= Russell Shaw Higgs =

Russell Shaw Higgs (born 12 May 1960) is a British artist and political activist.

== Biography ==

=== Childhood ===
Higgs was born in Oswestry 1960.

As a small child at Rokesly Infant School in North London, he wrote and narrated the early years school play. He later performed on stage for the first time in his infant school nativity play as the Angel Gabriel. From 1967-71 he attended Crouch End Primary School in North London, followed by 5 years at the Duke Of York's Royal Military School in Dover from 1971–76.

=== Adulthood ===
Higgs returned to live in London aged 16, in 1977. Attending Phildene Drama School in Turnham Green for one term. In 1982 Higgs formed the avant-garde dub rock band Wicked Kitchen Staff, releasing the album Debbie Grills Pulls Her Socks Up on Shout Records in 1983.

Higgs was a front line civil disobedience activist in ACT-UP London (1989–92), and he chaired the inaugural meetings of queer activist group Outrage (1990). In 1993 Higgs performed with the contemporary dance group 2Men at the Institute of Contemporary Arts, and with ManAct at London's Place Theatre. And in 1996 he had a brief role in the movie Boyfriends, playing the deceased boyfriend Mark.

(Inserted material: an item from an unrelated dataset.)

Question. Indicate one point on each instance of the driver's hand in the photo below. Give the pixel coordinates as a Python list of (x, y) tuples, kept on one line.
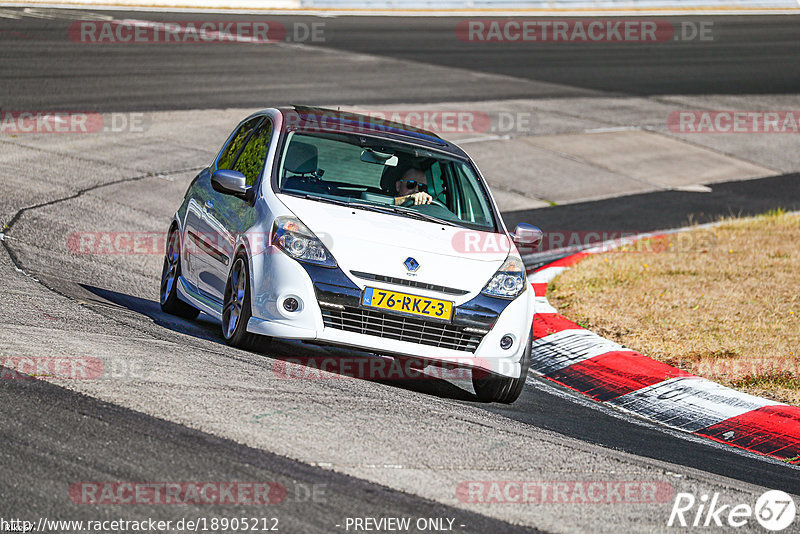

On 15 July 2000, Higgs joined The Freedom To Be Yourself in a Naked Protest outside New Scotland Yard. Following a number of subsequent Public Nudity protests and arrests, he was remanded in a prison segregation cell for one month, whilst continuously unclothed, in Brixton Prison in December 2000, on non-imprisonable charges. After being released in January 2001, and winning a number of subsequent court trials, including appearing unclothed in Southwark Crown Court, Higgs featured in the Naked Protest documentary Being Human by Lisa Seidenberg.

In 2010 his short video "999 Days" was shortlisted for "Play" curated by the Guggenheim Museum and YouTube. In the spring of 2015, Higgs stood as an independent parliamentary candidate in the UK General Election for the constituency of Hackney South and Shoreditch. Higgs is an active supporter of an Unconditional Basic Income and photographs of his Basic Income street art posters can be found in numerous international online articles on the topic.